I watched as they lowered my other half into the ground. No tears sprung to my eyes, so bloodshot were they already. Not from crying, but from despair. A lump formed in my throat, but I forced it down. I hadn't cried before. I wouldn't cry now.

I had watched, disbelieving as they lowered the first of us to go. It hadn't been an open casket ceremony, because Ron's body was so grotesque. I remember the betrayal I felt when I had heard he was on the Dark Side. When he become a Death Eater. The whole family had refused to speak of him for two years. Two years, and then Mum read an article in the Daily Prophet. An article about him. We laughed for joy that day, knowing he hadn't betrayed us, that he hadn't really been a Death Eater. We laughed through our tears. Or rather, everyone else did. Fred and I had just laughed for joy. We knew he had found his purpose.

That was six months ago. It seems like a lifetime ago.

Then Bill went, only two weeks after Ron. It was by chance he died, one of Voldemort's random victims. The Unforgivable finished him off, singled out to make a crowd obey. At least he didn't suffer, not like Ron.

Fred and I, we didn't cry then either. Not that the tears didn't burn at the back of my eyes. It was at Bill's funeral that I first got hint of the horror to come, of the total destruction of our family. It was then that I began to feel despair.

It was fated to be, the next death. One couldn't be Minister of Magic during a time like this and not be on Voldemort's to do list. We knew it was inevitable, Percy knew it was inevitable. But when it came, no one was prepared. I remember picking through the ruins of Percy's flat, the Dark Mark floating in the sky above me. I remember seeing him, his cold white skin dead to the touch.

His ceremony was one of the state, but it didn't disguise what it was - a funeral. Even the bright sunlight seemed cold to me, even the wild flowers dotting the landscape were gray.

That was a month after Bill. Three of us dead within two months.

Six weeks later, Charlie was killed by dragon burn. That was closed casket too. The only consolation we felt in his death was that it hadn't been perpetrated by Voldemort.

Our family was falling apart, but only in numbers. Spiritually, we were closer than ever, Mum and Dad and Ginny and Fred and I. We were all that was left.

Ginny became an Auror, eager to avenge the deaths of her brothers. That was right after Charlie died. She didn't last very long. She was too weak, too despairing, too driven by vengeance. Heedless of the words of her superiors, the foolish girl attacked six known Death Eaters by herself one night. She killed five. The sixth blasted her to bits.

The largest part of her they could find, they sent to us. Her heel. That was it. Her casket is empty, because we cremated the heel and sprinkled the ashes on Hogwarts grounds. At this point, I was ready to cave in because of grief, but not once did a tear fall from my eye. Not once.

Dad went yet another three weeks after that, simply wasting away. Mum couldn't bear life without him, and simply ceased to live. Not suicide. Like her heart stopped beating when Dad died. They were buried next to each other on the same day.

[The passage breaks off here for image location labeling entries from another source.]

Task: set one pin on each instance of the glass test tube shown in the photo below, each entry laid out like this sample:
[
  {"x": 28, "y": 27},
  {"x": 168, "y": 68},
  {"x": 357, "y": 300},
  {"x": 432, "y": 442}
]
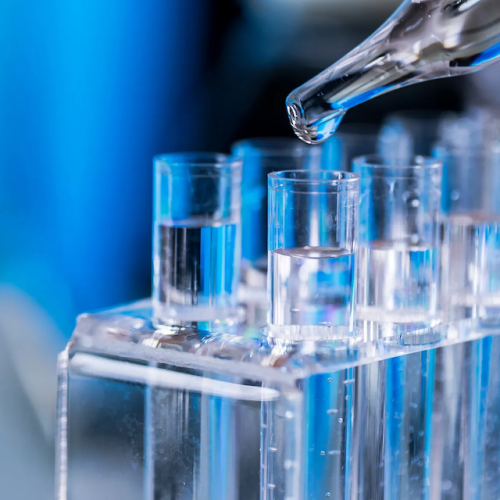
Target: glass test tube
[
  {"x": 313, "y": 226},
  {"x": 471, "y": 231},
  {"x": 260, "y": 157},
  {"x": 196, "y": 236},
  {"x": 398, "y": 242}
]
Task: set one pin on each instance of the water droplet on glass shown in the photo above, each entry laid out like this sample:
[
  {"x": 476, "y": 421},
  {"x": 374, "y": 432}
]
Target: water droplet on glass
[{"x": 446, "y": 485}]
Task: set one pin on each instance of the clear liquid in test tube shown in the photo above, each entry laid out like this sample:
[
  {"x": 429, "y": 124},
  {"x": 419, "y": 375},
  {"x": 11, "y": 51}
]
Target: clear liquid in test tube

It was just Fred and me left. Just the two of us! In a short five and a half months, our family had gone from complete to decimated. And not one of them had we gotten to say goodbye to.

So why should he have been any different?

And still I blame him for not taking me, or at least not writing a note, or something! But he just left me, sleeping fitfully, while he went out to seek revenge! He sought revenge and found death instead.

I stare down at his face. It holds the last expression he had in life. Despair. A mirror image to the one my face holds now. I was him, he was me, how could he do this to me? The bond we shared was one of more than love, it was of unity, of being one! And now it was gone. I would never be complete again.

I turned away as they began shoveling dirt onto the now closed casket. Someone offered me a shovel - I refused it. The rain began to fall, a dismal mid winter drizzle, chilling the skin. I didn't feel it. Now, now that the rain could hide my tears, now I could cry. I do so, all the tears from the past six months coursing down my cheeks, running through the stubble on my chin.

I walked aimlessly, blinded by my tears. Refusing help from strangers and friends alike, my wandering finally turned purposeful, as I realized where I wanted to be. Home, the Burrow, not the flat Fred and I had occupied since graduating. Home. It would never really be home, again, not without the hustle and bustle of nine people, but it was as close as I could get.

Without him, I was nothing, I was a shadow of my former self. I had no will to live left in me, no desire to succeed at something. Death. The word sounded sweet now, where it had sounded bitter before his death, something I had tasted too much of. I now knew I had not truly tasted it until now. I was the last Weasley, the only one in all the world. There was nothing to keep me here, nothing to keep me in the land of the living.

I was slumped beneath the willow tree in our backyard when day broke, the butterflies licking the dew from my lifeless eyelashes.